Girl Talk Toasts the Beastie Boys’ ‘Ill Communication’

The Beastie Boys were around for as long as I can remember music. “Fight for Your Right (to Party)” came out when I was really young. Looking back, they already had three classic albums out by the time Ill Communication dropped. But this was the first Beastie Boys album to come out when I was really obsessed with music and specifically into “alternative” music culture. I was really into Check Your Head, but I just wasn’t surrounded by it as much because of my age. Ill Communication definitely hit hard with my friends and I at this time. It was one of those albums that I was extremely familiar with even though I didn’t actually have a copy. It was always in heavy rotation during my brief stint at skateboarding. I did hundreds of unsuccessful heelflips to this album.
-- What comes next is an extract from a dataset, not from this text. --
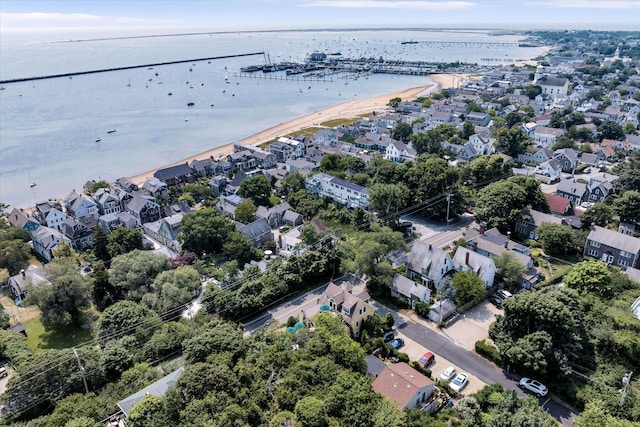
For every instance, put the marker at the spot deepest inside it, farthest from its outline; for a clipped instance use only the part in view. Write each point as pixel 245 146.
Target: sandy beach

‘Ill Communication’ and the best albums of 1994: mainstream alternative’s greatest year
If you were into “alternative” music in 1994, then that could really mean anything. Diversity and weirdness were usually seen as a positive thing. Ill Communication fit well into that musical environment even though it didn’t exactly sound like anything else. It had elements of other sounds, from Native Tongues style hip-hop to rock freak-outs, but the overall aesthetic was its own thing. The line-up for Lollapalooza that year had the Beastie Boys, Smashing Pumpkins, George Clinton, the Boredoms and A Tribe Called Quest. So as a teenager listening to an album that jumped from rap to punk to Seventies-influenced instrumental jams, it just seemed to make sense in that context. I wanted to hear the wildest shit possible. I wanted my music to go everywhere.
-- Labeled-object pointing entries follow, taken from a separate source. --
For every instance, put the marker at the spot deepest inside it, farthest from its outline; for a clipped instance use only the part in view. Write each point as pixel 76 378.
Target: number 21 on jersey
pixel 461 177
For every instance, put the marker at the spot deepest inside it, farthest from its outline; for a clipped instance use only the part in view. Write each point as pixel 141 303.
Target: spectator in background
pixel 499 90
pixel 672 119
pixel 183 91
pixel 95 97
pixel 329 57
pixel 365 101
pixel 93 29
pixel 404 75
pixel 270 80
The transition from “Sabotage” to “Get It Together” one of the best moments on this album. It’s unbelievably refreshing to hear Q-Tip on an instant-classic soul-jazz beat after the rock chaos that precedes it. There’s a bunch of those great song-to-song transitions throughout this album, and it really demonstrates how the Beastie Boys do disparate styles so well. I love “Sure Shot” going directly into “Tough Guy.” For an album that was stylistically all over the place, it was very cohesive. That’s been hugely influential for me.
I purchased the Root Down EP before I actually had a copy of Ill Communication. Back before you could instantly hear any song through the Internet, I really valued every CD I owned. So that song and the alternate versions on the EP really became my jams. With my Girl Talk albums, I always sample music that impacted me growing up. It felt appropriate to include elements of “Root Down” on All Day.
I’m guessing that I had to be introduced to Ill Communication through the “Sabotage” video. That is one of the greatest videos of all time. I watched MTV constantly during this era, and “Sabotage” just dominated. I can’t think of another song and video that are more connected in my mind; they’re inseparable. The actual song is pretty weird and abrasive to be a hit. I guess Ad-Rock is rapping, but I never think of it as a rap song. The chorus is one line, and the breakdowns are the signature parts. It’s a three-minute blast of energy, and it fucking rules. The Beavis and Butt-Head episode with “Sabotage” is a classic. It was always difficult to guess what videos they would be into. When they were in love with “Sabotage,” it felt like a unanimous decision of the Nineties that this video was amazing.
The intro with the dog saying “I love you” is probably the best first two seconds of any album from 1994.